If we’re being frank, though: I really dislike using those names. I can barely remember which is which, and I think using sterile names like that makes you forget what you’re actually working on.

For example, “minimize false negatives.” In normal words, you might say something like “be really sure someone’s reject is going to be rejected before you tell them that, because they might not submit it.” I think keeping the language related to the topic helps us understand what we’re really doing, and what impact we’re really having.

But either way, our K-Nearest Neighbors seems to be working pretty well. Or at least, it goes a bit better than always guessing ‘denied.’

4.4.4 Explainability

Hand-in-hand with performance is the idea of explainability. Why did our algorithm give the result it did? Imagine how uncomfortable it would be dealing with a person who could never explain their reasoning behind their decisions!

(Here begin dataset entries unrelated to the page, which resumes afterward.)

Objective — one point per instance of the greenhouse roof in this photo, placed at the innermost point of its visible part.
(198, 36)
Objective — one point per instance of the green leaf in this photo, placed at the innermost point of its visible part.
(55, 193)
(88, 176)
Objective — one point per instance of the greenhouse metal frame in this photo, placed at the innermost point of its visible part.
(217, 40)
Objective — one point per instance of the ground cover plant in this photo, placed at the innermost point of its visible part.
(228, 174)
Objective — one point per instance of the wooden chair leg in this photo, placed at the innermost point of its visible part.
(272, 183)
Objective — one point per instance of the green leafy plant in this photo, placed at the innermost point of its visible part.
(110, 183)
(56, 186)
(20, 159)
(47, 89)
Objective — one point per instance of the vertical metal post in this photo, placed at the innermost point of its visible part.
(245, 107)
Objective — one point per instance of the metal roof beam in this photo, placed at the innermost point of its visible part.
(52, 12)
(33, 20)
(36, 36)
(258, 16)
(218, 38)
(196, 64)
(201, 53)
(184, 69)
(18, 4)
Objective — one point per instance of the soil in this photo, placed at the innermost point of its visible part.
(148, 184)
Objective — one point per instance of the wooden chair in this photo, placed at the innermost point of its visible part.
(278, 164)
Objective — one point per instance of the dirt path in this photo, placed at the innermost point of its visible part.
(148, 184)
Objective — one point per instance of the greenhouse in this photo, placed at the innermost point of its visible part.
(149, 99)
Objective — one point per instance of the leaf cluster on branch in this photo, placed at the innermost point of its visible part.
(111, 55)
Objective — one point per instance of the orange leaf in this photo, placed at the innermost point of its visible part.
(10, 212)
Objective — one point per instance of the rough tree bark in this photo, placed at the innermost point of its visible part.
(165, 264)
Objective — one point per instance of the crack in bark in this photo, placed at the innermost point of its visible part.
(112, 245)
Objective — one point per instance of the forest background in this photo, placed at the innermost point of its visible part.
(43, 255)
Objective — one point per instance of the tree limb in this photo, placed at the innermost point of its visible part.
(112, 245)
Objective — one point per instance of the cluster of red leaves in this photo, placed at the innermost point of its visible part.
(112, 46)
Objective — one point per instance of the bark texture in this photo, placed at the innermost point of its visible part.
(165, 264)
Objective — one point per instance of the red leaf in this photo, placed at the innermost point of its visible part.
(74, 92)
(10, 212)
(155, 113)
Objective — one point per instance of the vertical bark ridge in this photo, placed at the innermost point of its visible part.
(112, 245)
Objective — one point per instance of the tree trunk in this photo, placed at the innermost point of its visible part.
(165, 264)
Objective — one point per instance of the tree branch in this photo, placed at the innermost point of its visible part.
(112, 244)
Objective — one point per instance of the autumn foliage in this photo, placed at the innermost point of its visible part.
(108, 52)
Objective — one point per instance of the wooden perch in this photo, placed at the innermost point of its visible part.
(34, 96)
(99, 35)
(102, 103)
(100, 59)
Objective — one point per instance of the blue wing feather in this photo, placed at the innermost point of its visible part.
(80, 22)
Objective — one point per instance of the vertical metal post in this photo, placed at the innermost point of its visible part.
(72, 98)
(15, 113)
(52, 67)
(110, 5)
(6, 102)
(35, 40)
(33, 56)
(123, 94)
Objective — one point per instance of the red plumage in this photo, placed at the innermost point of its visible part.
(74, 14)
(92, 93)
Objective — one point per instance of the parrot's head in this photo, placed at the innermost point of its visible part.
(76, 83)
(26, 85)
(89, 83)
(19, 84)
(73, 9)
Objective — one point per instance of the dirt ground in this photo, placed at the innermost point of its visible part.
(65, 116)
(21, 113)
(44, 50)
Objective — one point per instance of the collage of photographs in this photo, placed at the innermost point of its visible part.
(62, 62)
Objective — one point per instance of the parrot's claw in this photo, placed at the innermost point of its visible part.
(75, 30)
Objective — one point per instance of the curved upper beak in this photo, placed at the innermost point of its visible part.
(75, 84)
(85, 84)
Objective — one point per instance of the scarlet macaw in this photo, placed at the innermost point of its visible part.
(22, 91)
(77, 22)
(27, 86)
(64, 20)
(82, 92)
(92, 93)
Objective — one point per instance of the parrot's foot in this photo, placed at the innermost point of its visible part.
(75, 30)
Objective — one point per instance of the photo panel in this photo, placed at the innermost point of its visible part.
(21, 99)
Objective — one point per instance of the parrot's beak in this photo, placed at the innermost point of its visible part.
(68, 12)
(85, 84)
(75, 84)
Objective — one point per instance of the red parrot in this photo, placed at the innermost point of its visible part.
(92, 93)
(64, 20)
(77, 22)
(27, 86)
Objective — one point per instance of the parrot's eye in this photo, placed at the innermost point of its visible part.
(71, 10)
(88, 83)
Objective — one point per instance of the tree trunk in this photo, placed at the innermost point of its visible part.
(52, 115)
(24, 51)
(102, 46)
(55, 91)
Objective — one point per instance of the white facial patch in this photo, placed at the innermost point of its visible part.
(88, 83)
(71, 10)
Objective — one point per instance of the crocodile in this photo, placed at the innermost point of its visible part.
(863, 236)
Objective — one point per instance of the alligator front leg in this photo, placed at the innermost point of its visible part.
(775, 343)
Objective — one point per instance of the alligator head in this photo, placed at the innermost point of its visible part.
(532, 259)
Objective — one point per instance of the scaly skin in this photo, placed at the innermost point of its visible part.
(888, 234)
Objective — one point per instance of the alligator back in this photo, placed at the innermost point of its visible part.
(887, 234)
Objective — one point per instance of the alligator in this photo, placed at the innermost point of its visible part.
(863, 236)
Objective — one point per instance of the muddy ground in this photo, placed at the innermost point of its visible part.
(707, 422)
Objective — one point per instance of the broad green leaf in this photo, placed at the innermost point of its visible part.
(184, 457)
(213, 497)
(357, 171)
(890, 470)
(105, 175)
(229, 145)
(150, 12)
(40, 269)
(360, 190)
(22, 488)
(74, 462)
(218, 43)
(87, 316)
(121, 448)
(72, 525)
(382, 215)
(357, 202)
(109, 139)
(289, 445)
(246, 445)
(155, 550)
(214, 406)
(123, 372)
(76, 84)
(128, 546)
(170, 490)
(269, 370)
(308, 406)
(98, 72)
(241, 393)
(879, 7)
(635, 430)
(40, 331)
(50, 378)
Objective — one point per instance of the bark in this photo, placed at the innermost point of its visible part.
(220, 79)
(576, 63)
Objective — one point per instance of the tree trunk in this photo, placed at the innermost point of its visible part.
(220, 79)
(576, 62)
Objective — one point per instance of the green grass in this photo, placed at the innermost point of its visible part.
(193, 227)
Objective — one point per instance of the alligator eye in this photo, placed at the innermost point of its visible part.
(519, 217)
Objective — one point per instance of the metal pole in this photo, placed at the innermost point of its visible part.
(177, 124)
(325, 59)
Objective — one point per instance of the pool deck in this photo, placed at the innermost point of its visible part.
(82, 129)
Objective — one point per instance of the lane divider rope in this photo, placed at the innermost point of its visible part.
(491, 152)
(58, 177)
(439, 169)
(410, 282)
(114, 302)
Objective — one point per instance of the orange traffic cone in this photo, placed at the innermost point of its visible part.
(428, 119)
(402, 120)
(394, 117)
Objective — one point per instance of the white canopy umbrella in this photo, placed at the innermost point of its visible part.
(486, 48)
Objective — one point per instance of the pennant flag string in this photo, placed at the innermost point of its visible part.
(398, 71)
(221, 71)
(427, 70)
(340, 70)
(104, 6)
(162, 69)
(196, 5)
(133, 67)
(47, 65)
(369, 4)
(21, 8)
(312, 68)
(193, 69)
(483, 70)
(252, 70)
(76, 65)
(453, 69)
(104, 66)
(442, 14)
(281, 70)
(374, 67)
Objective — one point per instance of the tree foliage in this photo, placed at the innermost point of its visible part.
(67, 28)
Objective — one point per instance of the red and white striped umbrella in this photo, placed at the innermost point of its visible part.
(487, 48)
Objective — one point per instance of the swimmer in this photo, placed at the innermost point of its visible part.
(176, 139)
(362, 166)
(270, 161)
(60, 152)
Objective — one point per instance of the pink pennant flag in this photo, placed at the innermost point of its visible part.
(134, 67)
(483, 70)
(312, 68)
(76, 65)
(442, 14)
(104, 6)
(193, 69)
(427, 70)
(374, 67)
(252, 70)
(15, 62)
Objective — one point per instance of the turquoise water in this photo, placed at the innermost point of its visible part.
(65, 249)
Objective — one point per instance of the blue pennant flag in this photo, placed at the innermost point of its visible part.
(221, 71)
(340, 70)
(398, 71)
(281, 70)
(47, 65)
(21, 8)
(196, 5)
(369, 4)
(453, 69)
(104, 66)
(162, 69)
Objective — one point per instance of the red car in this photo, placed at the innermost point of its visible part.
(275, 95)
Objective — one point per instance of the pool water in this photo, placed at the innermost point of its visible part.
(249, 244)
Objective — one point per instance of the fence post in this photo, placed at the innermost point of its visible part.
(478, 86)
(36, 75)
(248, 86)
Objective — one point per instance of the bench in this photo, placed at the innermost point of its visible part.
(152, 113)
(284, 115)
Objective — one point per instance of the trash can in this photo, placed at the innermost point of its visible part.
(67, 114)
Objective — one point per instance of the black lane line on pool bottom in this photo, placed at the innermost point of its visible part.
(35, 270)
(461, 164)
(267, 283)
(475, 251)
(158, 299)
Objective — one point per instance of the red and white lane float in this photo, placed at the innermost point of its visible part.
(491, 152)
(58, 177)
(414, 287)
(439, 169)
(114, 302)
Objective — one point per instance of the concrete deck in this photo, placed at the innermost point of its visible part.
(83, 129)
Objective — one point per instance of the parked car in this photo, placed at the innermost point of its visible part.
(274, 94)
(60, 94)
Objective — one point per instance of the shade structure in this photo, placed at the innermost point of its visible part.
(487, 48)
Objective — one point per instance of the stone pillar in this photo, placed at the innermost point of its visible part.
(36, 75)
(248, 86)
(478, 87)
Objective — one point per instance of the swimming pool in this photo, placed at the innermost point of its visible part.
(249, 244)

One problem of the K-Nearest Neighbors algorithm is that it’s kind of difficult to explain what’s going on, or why we received a certain result. In theory it’s easy - “we’re taking the 20 most similar FOIA requests and picking whether they were fulfilled or not” - but it’s difficult to point out exactly which columns are the important ones, or give feedback on how we might need to improve your FOIA request.

Maybe it’s time to look at some alternatives? As we mentioned before, there are more classification algorithms than just K-Nearest Neighbors. A few examples are logistic regression classifiers, decision trees, and random forests.

While there is a lot of potential math and tests for suitability between your dataset and what kind of algorithm should work best, at the end of the day the only thing that really matters is which one does work best. To figure it out… you just try all of the different algorithms and compare the results!